When the pandemic started, the doctors at Helen DeVos Children’s Hospital of Spectrum Health in Grand Rapids, Michigan, saw a 236% rise in bacterial brain infections.

The type of infection recorded was considered rare, and cases varied between mild and severe. The former only needed antibiotics to clear, while the latter required surgery and treatment in the intensive care unit.

“There’s a lot of different reasons why that could be related to COVID, but it also could be unrelated to COVID. It could just be a brief trend,” said senior author Dr. Rosemary Olivero, a pediatric infectious diseases expert at the hospital.

To learn whether other children’s hospitals were seeing the same worrisome surge in brain abscesses and similar kinds of pus-filled buildups in the skull, Olivero’s team surveyed 109 hospitals.

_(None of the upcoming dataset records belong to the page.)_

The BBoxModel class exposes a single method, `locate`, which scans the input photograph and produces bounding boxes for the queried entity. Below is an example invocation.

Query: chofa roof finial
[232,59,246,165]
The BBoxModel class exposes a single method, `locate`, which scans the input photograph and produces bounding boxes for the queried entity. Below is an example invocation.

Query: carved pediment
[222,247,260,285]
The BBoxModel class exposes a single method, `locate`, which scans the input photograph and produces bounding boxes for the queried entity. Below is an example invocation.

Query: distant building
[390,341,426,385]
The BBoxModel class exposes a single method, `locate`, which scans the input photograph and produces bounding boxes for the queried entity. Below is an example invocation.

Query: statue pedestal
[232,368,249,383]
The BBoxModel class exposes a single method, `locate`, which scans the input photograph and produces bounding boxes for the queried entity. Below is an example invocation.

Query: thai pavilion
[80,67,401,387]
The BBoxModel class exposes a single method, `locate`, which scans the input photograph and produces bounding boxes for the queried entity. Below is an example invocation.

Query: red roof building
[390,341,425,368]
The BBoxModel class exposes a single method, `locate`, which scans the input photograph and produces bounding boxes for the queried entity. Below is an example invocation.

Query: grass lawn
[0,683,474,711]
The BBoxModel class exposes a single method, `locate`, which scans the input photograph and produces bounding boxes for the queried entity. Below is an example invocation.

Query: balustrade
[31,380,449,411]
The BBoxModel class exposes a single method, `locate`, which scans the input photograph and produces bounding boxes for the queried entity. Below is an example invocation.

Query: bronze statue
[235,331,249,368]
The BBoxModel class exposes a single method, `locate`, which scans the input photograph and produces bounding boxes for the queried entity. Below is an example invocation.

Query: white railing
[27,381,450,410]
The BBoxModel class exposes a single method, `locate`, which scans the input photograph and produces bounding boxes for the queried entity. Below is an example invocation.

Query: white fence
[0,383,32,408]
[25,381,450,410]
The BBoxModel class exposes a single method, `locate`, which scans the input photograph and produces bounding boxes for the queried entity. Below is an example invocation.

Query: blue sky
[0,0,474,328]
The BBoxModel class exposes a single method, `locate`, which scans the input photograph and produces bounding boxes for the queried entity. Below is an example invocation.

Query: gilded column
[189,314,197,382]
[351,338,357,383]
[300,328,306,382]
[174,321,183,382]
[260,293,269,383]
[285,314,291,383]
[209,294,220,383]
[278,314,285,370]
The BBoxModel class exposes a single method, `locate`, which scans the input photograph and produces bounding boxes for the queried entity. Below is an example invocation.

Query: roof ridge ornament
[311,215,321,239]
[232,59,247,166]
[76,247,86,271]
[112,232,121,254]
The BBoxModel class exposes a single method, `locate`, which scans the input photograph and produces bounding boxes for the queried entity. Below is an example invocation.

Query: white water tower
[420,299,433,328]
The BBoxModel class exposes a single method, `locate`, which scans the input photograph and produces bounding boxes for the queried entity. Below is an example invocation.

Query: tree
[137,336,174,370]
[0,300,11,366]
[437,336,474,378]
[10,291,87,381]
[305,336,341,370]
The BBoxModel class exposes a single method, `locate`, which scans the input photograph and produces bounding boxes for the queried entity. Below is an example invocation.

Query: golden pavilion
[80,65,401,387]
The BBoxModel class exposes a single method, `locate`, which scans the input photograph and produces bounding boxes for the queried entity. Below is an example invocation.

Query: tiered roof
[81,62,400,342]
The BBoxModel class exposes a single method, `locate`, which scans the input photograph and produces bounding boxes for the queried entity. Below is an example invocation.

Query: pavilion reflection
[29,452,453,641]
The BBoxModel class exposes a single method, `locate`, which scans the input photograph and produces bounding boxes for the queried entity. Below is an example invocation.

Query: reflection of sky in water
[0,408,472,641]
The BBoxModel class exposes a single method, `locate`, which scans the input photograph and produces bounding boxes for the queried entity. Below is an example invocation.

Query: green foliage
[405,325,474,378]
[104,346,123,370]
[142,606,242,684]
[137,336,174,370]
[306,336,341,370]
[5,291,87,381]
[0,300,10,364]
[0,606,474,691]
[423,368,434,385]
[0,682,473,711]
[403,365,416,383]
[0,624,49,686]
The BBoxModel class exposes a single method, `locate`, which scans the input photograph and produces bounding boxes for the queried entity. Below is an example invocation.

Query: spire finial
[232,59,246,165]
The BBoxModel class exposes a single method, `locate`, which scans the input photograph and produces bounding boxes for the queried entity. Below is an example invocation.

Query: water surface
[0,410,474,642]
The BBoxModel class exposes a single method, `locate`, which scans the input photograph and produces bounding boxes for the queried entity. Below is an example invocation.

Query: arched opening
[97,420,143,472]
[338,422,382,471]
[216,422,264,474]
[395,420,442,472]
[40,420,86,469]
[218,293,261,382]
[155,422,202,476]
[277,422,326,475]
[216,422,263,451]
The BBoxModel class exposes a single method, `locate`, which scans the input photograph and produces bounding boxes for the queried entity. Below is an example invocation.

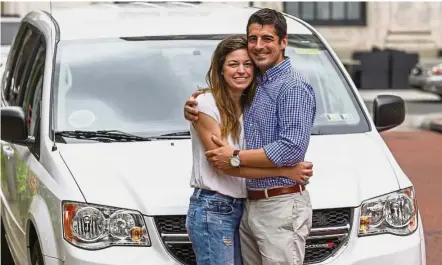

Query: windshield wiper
[55,130,152,142]
[160,131,190,136]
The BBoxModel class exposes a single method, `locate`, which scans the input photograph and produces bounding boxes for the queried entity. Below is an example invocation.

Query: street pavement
[381,130,442,265]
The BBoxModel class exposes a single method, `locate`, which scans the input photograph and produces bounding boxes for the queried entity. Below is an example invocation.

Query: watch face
[230,157,240,167]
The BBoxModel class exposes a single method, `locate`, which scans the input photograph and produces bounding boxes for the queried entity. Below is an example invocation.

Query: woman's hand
[283,162,313,185]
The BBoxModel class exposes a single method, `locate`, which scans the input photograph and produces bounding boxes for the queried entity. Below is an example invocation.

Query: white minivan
[0,2,426,265]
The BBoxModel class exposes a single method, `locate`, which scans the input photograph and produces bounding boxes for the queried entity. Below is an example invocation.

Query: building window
[284,2,367,26]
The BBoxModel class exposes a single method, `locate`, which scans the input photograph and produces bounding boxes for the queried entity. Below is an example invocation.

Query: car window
[0,17,20,45]
[1,23,29,105]
[7,26,40,106]
[54,36,369,135]
[22,37,46,156]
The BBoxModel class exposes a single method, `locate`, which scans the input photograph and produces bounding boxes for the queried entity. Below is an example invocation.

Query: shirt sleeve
[196,92,221,123]
[264,77,316,167]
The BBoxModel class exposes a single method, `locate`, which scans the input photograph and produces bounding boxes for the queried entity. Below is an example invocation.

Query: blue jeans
[186,189,245,265]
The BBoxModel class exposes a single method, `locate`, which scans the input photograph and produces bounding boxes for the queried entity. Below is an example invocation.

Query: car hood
[58,134,399,215]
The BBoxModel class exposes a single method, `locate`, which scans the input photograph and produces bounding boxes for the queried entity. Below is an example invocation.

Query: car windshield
[54,35,369,136]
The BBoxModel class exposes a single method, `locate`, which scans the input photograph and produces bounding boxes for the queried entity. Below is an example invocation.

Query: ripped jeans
[186,188,245,265]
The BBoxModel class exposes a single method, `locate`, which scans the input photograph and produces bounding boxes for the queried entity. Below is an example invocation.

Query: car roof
[46,3,312,40]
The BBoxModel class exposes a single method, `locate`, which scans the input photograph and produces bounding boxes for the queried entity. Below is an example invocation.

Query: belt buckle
[264,188,269,199]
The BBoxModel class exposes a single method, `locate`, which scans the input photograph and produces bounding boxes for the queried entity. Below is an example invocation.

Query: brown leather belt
[247,185,305,200]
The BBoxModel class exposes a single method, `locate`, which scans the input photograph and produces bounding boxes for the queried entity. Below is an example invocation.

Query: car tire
[31,239,45,265]
[0,219,15,265]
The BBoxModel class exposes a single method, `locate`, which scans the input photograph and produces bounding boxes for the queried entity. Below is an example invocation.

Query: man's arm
[193,105,313,183]
[206,79,316,170]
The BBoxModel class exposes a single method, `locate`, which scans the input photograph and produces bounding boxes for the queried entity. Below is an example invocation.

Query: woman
[186,36,311,265]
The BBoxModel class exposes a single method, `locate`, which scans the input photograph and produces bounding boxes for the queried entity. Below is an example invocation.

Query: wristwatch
[230,150,241,168]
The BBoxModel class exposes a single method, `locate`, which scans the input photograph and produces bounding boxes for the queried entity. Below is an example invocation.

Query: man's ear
[281,35,289,50]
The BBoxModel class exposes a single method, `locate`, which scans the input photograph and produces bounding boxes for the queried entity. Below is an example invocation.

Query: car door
[1,22,41,264]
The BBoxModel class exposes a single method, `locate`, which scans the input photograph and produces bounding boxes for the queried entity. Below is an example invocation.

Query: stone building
[1,1,442,60]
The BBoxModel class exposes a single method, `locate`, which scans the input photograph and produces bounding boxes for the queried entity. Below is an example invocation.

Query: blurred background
[1,1,442,265]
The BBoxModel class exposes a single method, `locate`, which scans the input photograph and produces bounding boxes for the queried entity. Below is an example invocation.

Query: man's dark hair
[246,8,287,43]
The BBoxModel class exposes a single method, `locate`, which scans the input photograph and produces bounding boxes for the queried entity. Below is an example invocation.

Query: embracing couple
[185,9,316,265]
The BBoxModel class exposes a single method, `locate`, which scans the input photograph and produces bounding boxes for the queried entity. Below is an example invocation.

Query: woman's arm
[193,112,312,182]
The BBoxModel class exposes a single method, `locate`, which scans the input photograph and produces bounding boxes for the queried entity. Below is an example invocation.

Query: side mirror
[373,95,405,132]
[1,107,34,145]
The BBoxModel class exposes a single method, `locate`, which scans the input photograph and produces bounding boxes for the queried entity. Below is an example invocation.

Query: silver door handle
[3,145,14,158]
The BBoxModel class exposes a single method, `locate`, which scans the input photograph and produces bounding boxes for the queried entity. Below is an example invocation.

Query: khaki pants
[240,190,312,265]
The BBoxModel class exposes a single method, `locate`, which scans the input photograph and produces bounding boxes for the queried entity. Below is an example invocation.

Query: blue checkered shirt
[244,57,316,189]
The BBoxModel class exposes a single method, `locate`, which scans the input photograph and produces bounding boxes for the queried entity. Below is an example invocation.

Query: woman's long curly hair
[205,36,257,143]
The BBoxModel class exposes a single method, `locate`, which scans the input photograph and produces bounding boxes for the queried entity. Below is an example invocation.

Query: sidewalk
[420,113,442,133]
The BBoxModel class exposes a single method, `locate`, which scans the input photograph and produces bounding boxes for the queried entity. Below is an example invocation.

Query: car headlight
[358,187,417,236]
[63,202,150,249]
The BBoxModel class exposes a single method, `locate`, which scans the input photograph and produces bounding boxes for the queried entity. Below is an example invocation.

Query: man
[185,9,316,265]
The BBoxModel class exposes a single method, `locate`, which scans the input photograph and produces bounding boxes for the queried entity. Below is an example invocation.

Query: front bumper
[58,212,426,265]
[319,211,426,265]
[62,218,182,265]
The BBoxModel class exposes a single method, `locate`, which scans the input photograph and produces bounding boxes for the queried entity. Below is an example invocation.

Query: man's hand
[206,136,234,170]
[184,90,204,121]
[283,162,313,185]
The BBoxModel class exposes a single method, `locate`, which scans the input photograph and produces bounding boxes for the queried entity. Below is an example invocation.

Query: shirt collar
[258,56,292,83]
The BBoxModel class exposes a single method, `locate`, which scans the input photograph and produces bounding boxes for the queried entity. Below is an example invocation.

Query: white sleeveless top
[190,92,247,198]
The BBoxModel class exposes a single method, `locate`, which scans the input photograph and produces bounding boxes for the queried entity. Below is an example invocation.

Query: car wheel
[0,220,15,265]
[31,239,45,265]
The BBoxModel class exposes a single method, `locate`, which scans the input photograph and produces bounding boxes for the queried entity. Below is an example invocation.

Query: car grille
[154,208,353,265]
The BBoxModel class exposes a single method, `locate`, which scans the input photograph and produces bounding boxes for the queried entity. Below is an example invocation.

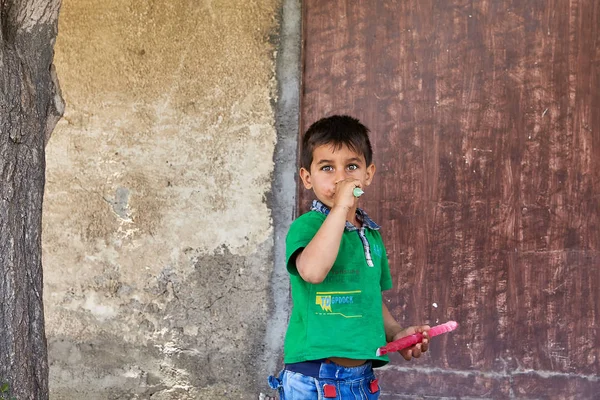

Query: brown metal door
[299,0,600,399]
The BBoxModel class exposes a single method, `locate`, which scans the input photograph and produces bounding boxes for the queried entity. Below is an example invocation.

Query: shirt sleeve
[285,212,325,275]
[379,239,393,291]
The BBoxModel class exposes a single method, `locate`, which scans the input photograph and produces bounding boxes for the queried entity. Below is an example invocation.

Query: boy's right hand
[333,178,362,210]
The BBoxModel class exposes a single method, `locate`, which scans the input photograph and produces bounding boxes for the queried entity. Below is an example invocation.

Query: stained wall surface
[43,0,280,400]
[300,0,600,400]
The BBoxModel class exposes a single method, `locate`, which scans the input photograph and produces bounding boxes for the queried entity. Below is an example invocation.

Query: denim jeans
[269,362,380,400]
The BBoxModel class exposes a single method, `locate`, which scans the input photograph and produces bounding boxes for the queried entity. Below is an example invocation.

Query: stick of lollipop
[376,321,458,357]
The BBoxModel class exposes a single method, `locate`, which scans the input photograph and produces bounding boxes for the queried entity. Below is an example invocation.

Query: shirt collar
[310,200,380,231]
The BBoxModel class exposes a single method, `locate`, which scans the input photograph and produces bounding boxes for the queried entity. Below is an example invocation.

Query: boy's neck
[346,207,361,228]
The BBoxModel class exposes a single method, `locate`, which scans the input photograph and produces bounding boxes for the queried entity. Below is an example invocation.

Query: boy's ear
[366,163,377,186]
[300,168,312,190]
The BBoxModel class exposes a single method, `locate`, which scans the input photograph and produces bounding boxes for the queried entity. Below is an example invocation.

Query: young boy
[269,115,429,400]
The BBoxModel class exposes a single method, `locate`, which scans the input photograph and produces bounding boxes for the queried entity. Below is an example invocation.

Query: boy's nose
[335,170,348,184]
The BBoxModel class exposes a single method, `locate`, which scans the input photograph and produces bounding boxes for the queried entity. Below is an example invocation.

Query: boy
[269,115,429,400]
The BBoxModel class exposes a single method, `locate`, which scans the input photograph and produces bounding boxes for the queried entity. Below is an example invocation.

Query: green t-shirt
[284,205,392,367]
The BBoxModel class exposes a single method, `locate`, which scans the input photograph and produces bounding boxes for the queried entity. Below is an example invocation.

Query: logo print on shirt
[315,290,362,318]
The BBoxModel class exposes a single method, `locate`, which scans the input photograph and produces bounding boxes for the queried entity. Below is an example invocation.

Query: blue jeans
[269,362,380,400]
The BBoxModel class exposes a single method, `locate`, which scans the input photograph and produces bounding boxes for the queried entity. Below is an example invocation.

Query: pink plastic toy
[376,321,458,357]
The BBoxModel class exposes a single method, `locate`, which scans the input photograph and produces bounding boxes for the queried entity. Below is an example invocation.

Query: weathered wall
[43,0,280,400]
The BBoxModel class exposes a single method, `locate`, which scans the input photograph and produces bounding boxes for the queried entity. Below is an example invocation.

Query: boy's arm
[381,302,429,361]
[295,178,360,284]
[296,206,348,284]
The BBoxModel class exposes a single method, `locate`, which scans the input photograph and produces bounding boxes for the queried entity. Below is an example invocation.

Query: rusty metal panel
[299,0,600,399]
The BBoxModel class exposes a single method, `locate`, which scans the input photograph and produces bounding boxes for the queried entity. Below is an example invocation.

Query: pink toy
[376,321,458,357]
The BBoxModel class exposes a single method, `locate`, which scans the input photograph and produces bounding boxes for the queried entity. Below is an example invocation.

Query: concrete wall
[43,0,299,400]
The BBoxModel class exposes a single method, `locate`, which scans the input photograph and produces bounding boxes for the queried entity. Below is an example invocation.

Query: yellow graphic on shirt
[315,290,362,318]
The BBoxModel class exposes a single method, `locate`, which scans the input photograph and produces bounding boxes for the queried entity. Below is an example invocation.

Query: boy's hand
[393,325,431,361]
[333,178,362,209]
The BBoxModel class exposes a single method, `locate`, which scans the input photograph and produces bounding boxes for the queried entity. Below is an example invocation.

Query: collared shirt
[310,200,380,267]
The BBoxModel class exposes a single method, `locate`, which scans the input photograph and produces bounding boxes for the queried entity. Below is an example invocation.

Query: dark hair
[300,115,373,171]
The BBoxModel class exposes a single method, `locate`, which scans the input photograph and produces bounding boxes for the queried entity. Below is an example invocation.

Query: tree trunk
[0,0,64,400]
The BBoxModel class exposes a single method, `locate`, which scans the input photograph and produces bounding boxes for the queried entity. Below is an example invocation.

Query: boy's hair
[300,115,373,171]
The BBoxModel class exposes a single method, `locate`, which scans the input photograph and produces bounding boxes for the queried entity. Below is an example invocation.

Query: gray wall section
[265,0,302,384]
[43,0,301,400]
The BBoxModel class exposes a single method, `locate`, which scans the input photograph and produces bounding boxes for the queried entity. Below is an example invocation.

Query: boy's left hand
[394,325,431,361]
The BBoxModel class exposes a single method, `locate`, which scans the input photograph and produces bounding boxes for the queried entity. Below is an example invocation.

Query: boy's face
[300,144,375,208]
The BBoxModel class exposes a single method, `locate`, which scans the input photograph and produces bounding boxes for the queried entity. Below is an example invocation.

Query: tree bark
[0,0,64,400]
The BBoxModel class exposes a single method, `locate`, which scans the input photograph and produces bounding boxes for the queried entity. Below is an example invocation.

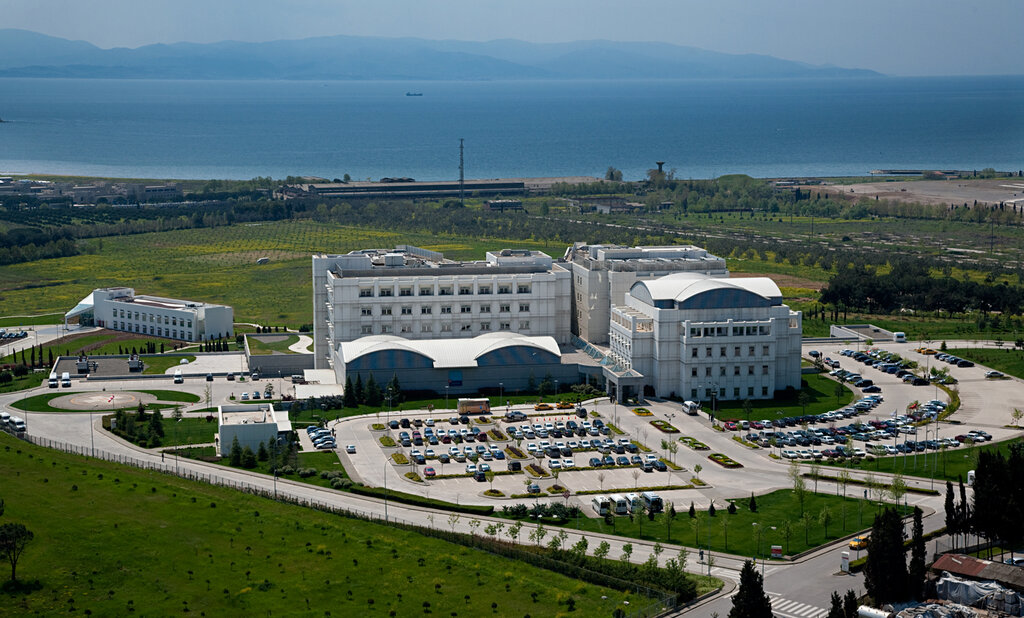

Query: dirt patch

Published in the Centers for Disease Control and Prevention’s (CDC) Morbidity and Mortality Weekly Report, the study found around 43% reported an increase in brain infections during the pandemic’s first two years. A follow-up with 64 hospitals that expressed interest in providing more information also saw eight responding with upticks in brain infections.

According to the researchers, this was possibly due to bacteria in the nose, mouth and throat traveling to the brain since the coronavirus is known to weaken a person’s immune system.

“There’s a really complicated interplay of the immune system and the bacteria that actually already live in those respiratory spaces. So viral infection often comes first, and then the bacterial infection can result from that initial viral infection. Most of these more invasive brain infections that we see actually originate from the sinuses,” Olivero added.

However, Olivero said that it’s also possible that the rise in brain infections was because of children not receiving normal care or scheduled vaccinations during the pandemic.

Olivero added that she and the CDC were delving deep to see whether they could come up with a definitive explanation for the surge.